Le groupe atteint l'île grecque de Samos sans incident. Quelques jours plus tard, Astoun se retrouve à Athènes, avant de se lancer sur la route des Balkans jusqu’en Autriche. Au bout de plusieurs mois et d’innombrables passages de frontières, il finit par arriver en Norvège. "Quand j'ai atteint Oslo, j'ai eu l'impression de pouvoir enfin me dire que le temps n'est plus arrêté, que la rivière coule à nouveau."

En Norvège, Astoun met du temps à trouver sa place. Entre la langue, la bureaucratie et le travail, l’intégration dans la pays scandinave n’est pas aisée.
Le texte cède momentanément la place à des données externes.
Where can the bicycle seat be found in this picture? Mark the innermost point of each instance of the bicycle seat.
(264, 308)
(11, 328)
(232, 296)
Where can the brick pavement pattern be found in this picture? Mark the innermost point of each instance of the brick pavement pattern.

Le Syrien raconte avoir été déboussolé par le caractère plutôt réservé des Norvégiens. Il s’est néanmoins toujours senti accepté. "Même lorsque je faisais quelque chose de mal, je n'avais pas l'impression que je n’avais rien à faire ici. Et pour moi, c'est cela le véritable amour".

Retour en mer

Désormais à bord de l'Ocean Viking, un navire battant pavillon norvégien, Astoun se retrouve confronté à son passé. Même si le parcours de chaque migrants a quelque chose d’unique, le Syrien dit retrouver une certaine similarité chez les personnes qu’il sauve.

"Je suis moi-même arrivé au point où j'avais perdu tout espoir, me poussant à monter à bord d’un bateau pneumatique. Je ne me suis monté dans ce bateau parce que j'avais faim, ou parce que je rêvais du luxe européen. Je me suis mis dans cette situation parce que j'avais perdu tout espoir."
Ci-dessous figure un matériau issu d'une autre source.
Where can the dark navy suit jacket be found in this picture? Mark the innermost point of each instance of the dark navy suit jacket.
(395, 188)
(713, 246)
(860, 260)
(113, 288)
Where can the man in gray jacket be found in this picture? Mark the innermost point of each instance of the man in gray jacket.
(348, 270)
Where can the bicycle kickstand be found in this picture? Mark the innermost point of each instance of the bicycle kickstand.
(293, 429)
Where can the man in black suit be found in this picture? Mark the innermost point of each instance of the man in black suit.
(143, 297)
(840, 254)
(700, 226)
Autour de son cou, Astoun porte la clé du moteur du premier bateau qu'il a sauvé en mer, le 8 janvier 2023 | Photo : Michael Bunel
Autour de son cou, Astoun porte la clé du moteur du premier bateau qu'il a sauvé en mer, le 8 janvier 2023 | Photo : Michael Bunel


Astoun retrouve cette même perte d'espoir dans les cicatrices physiques et émotionnelles des personnes secourues par l'Ocean Viking. Depuis une cabine du navire, il fait un geste vers l'abri, où sont regroupés des dizaines de personnes secourues. "Vous voyez les marques sur les corps des survivants. Ces marques parlent d’elles mêmes. Elle vous disent que ces gens ont perdu l’espoir. C'est pour cela qu’ils sont ici et qu’ils sont montés sur un bateau pneumatique pourri pour essayer de traverser la Méditerranée".

"L'un d'entre eux a reçu une balle dans le bras, juste pour son téléphone. Un autre a perdu son bras. Certains d'entre eux ont été forcés de travailler gratuitement pendant des mois pour avoir la chance de monter sur ce bateau", se désole le Syrien, qui porte autour de son cou la clé du moteur du premier bateau auquel il a porté secours. "Quelqu'un doit bien le faire. Et je suis à la hauteur."